O bebê também pode ter um processo mais humanizado?
Certamente! O nascimento já é, em si, um momento de intensa transição. Na humanização do parto também ampliamos a atenção respeitosa aos cuidados desse bebê que nasce.
A hora de ouro é a primeira hora de vida do recém-nascido, imediatamente após seu nascimento. Nos partos humanizados, incentivamos que durante esse período a mãe fique em contato pele a pele com seu bebê, que pode ter proximidade com o seio materno para tentar mamar um pouco de colostro. Também é nesse momento que mãe e filho se reconhecem pela primeira vez fora do útero, uma das experiências mais avassaladoras que alguém pode ter na vida.
Todos os procedimentos de rotina, como pesar, medir e vestir podem esperar o final da hora de ouro para acontecer. E as principais avaliações de vitalidade (índice Apgar) podem ser feitas apenas observando o bebê no colo da mãe.
Além disso, o bebê também não deve sofrer procedimentos desnecessários:
- Separação da mãe e bebê – Não é preciso enviar o bebê que nasce para o berçário. Nada é mais benéfico para um recém-nascido que o contato com sua mãe, favorecendo a amamentação, a conexão emocional e a sensação de segurança essenciais para um bom desenvolvimento.
- Uso de sondas – Não é necessário colocar sondas (canudinhos) ou sugadores na boca, nariz, ânus e vagina de bebês saudáveis.

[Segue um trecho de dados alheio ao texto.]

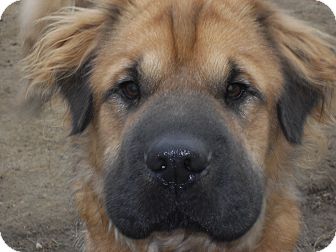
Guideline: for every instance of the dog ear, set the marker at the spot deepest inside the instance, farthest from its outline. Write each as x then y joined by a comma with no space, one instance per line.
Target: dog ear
61,62
308,61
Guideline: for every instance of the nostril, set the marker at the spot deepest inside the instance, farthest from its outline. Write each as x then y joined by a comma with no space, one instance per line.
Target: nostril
156,163
187,163
177,160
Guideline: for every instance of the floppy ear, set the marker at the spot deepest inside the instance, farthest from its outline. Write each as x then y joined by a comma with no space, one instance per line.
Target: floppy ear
308,61
61,63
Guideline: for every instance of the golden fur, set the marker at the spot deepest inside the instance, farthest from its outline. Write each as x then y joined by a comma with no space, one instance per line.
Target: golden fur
182,43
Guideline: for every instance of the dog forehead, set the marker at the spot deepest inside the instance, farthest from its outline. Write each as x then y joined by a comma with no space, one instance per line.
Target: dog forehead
197,34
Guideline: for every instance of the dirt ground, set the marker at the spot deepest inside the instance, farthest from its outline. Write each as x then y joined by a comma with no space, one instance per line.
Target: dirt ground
36,211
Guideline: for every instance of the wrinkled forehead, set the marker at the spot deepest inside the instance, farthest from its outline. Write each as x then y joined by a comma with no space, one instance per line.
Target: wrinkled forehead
200,38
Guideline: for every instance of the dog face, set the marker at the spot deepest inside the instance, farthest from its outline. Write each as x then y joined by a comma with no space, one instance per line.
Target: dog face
187,101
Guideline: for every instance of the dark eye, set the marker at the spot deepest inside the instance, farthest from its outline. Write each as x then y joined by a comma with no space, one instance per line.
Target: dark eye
130,90
234,91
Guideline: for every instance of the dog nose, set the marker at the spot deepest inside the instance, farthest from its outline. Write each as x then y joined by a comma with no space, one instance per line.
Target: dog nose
177,160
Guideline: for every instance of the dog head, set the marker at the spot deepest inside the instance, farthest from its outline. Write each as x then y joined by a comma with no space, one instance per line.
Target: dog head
187,101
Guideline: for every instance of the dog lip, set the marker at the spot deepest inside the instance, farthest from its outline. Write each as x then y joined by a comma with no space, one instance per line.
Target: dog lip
179,187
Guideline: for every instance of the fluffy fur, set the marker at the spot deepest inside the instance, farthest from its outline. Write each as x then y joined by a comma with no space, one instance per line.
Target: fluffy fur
81,52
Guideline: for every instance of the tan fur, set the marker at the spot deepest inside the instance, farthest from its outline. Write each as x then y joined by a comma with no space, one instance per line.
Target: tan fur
183,45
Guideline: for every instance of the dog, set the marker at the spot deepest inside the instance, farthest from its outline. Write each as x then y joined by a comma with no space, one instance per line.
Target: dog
192,115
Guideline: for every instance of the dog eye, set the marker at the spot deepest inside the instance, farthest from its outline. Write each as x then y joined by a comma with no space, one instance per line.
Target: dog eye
130,90
235,91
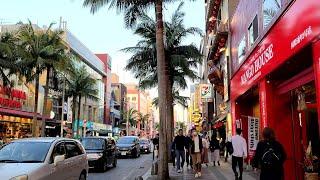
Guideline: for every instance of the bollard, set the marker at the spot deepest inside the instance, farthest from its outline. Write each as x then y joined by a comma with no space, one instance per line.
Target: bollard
154,168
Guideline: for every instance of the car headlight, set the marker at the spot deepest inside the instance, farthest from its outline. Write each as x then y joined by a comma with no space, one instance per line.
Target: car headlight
21,177
94,155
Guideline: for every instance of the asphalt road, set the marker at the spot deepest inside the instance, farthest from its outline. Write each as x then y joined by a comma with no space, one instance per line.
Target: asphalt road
127,169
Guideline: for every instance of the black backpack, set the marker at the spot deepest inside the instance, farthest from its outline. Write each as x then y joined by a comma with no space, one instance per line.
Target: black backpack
270,158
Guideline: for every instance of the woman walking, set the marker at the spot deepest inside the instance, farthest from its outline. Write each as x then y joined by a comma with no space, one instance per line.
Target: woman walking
269,156
205,143
215,150
196,150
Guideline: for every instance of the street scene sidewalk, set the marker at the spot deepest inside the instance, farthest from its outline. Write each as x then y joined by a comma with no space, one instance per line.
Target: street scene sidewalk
223,172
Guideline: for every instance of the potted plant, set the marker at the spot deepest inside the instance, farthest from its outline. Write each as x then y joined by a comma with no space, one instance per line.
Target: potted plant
311,165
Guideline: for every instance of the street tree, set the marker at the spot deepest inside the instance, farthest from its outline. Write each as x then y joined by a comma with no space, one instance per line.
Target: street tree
182,59
144,119
133,9
130,118
43,50
80,84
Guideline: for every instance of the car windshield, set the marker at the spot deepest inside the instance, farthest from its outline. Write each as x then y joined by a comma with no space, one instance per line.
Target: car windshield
125,140
24,152
93,143
144,141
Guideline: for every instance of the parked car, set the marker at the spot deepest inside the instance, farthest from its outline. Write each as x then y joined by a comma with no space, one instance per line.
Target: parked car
145,145
101,152
43,158
128,146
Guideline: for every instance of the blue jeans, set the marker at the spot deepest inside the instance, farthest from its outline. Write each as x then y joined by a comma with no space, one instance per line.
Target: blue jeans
179,154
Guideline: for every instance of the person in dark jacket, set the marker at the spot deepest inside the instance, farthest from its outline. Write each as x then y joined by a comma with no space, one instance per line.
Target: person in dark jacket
196,150
215,150
173,153
188,153
179,142
269,156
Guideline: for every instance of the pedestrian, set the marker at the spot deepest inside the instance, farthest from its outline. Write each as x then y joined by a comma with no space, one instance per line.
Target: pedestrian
215,150
196,149
269,156
155,143
239,146
206,145
173,153
179,142
188,152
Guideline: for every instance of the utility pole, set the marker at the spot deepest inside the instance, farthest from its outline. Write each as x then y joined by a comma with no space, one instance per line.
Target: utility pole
62,109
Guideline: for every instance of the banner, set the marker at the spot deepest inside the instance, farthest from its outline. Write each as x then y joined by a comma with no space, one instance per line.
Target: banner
205,91
253,135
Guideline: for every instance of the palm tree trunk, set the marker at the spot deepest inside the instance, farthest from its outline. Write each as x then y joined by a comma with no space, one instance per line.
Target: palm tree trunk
35,109
170,123
79,112
45,103
73,125
163,172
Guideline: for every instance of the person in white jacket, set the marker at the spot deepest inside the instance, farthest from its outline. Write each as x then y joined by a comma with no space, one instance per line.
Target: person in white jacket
239,153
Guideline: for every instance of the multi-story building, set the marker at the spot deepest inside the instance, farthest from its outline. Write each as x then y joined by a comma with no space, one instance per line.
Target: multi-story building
119,95
275,75
138,100
15,120
217,58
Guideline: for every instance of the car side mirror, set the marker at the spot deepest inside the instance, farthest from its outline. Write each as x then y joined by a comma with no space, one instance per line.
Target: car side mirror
58,159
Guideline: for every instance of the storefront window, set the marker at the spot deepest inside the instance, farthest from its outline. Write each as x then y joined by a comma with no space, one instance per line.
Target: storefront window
241,49
270,9
12,127
253,31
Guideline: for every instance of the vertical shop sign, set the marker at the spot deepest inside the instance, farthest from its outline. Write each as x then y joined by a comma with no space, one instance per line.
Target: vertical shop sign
253,134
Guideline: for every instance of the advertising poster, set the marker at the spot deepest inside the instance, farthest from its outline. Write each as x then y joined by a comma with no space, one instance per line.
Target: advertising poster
253,135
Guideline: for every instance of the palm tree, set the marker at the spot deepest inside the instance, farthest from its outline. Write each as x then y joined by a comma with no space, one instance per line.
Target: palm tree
43,49
144,119
132,10
79,85
9,56
130,117
182,59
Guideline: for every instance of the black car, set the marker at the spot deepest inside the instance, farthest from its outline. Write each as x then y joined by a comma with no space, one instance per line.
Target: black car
101,152
128,146
145,145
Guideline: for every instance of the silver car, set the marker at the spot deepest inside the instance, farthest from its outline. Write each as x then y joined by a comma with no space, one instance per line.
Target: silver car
43,158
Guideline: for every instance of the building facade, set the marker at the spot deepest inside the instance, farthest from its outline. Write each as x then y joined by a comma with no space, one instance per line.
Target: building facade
16,113
275,75
119,95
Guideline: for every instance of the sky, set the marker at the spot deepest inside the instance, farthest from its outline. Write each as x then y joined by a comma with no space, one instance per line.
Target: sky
103,32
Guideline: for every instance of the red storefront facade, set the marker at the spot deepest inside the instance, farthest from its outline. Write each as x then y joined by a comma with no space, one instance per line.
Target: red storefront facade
279,80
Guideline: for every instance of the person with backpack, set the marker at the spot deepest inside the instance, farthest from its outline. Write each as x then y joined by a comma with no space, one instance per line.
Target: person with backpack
239,147
179,142
269,156
196,150
215,150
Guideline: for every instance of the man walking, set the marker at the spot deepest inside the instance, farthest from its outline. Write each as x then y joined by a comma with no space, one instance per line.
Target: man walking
239,153
196,150
179,142
188,153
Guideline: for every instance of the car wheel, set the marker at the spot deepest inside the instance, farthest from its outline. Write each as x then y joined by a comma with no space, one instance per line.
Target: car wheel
103,167
82,176
114,164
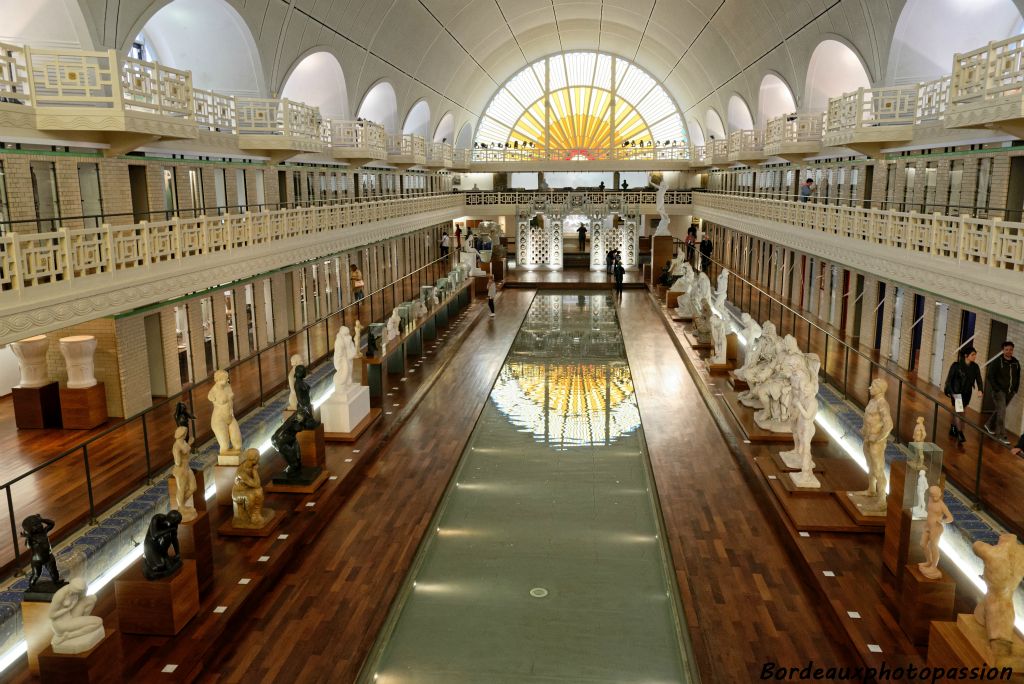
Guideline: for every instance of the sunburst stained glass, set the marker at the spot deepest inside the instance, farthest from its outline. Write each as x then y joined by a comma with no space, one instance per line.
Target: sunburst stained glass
581,101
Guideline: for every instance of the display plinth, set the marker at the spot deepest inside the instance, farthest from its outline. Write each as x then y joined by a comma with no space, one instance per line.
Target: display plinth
345,410
965,644
858,514
308,481
197,544
36,627
159,606
270,521
924,600
83,408
37,408
99,665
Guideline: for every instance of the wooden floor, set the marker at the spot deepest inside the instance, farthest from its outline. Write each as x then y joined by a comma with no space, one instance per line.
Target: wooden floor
1001,474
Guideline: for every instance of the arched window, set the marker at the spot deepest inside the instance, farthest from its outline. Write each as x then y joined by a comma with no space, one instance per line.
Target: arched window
579,101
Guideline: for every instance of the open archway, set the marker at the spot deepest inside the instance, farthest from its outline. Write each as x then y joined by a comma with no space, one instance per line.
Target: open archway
318,81
418,120
738,115
774,99
380,105
930,32
834,70
210,39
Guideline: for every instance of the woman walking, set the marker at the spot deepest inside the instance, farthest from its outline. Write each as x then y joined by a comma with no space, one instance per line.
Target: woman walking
963,376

A maior parte das malformações podem ser observadas a olho nu.
- Corte prematuro do cordão umbilical – A OMS orienta aguardar pelo menos 1 a 3 min após o nascimento para cortar o cordão de todos os recém-nascidos que tiverem boas condições clínicas. Isso reduz em até 50% a chance de anemia na primeira infância.
- Aspirar as vias aéreas – Antes era prática de rotina, mas hoje evidências científicas apontam que não só é desnecessária, como é prejudicial para o recém-nascido.
- Uso do colírio nos olhos – Ele previne a conjuntivite gonocócica, que pode ser transmitida através do contato com a vagina de uma mulher com gonorreia. Mas existe um efeito colateral do uso do colírio (a conjuntivite química) que pode ser evitado em uma assistência médica individualizada, em que se conhece o histórico médico da mãe.
- Banho com menos de 24h de vida – O vérnix protege e hidrata a pele sensível do recém-nascido, além de ajudar na regulação da sua temperatura corporal. Pode-se limpar suavemente o excesso de sangue, se houver, mas o ideal é que o primeiro banho não seja dado antes de 24h de vida.
Conclusão
Ninguém pode efetivamente ajudar uma mulher a parir. O objetivo é evitar interferir desnecessariamente.
(Michel Odent)
Com o passar dos anos, a massificação da cesárea como via “moderna, controlada e sem dor” marginalizou as formas de parto mais naturais, que são perfeitamente seguras e mais saudáveis para a maior parte das mulheres.
Pela ótica da ciência, hoje sabemos que a cirurgia cesariana aumenta consideravelmente os riscos de complicações no parto e pode até prejudicar a mãe e o bebê quando não é bem indicada.
Pela ótica do protagonismo feminino, podemos dizer que a humanização do nascimento (qualquer que seja a via de parto) é um movimento principalmente de empatia e respeito pela autonomia da mulher.
É um exercício de humildade para nós, da equipe médica, pois envolve a compreensão de que não somos super-heróis. De que em fenômenos fisiológicos, como o parto, só somos de verdade úteis quando não atrapalhamos.
E é um movimento de confiança. De que a mulher é capaz de compreender e escolher o que é melhor para si. De que seu corpo é capaz de gestar. De que seu seio é capaz de nutrir. De que na maioria das vezes ela será capaz de parir, e que não é preciso uma parafernália de equipamentos, manuais e procedimentos para fazer isso.
Ser mulher é potência, e depois que ela se expande a ponto de abrigar outra vida, nunca mais volta a aceitar os espaços onde cabia antes.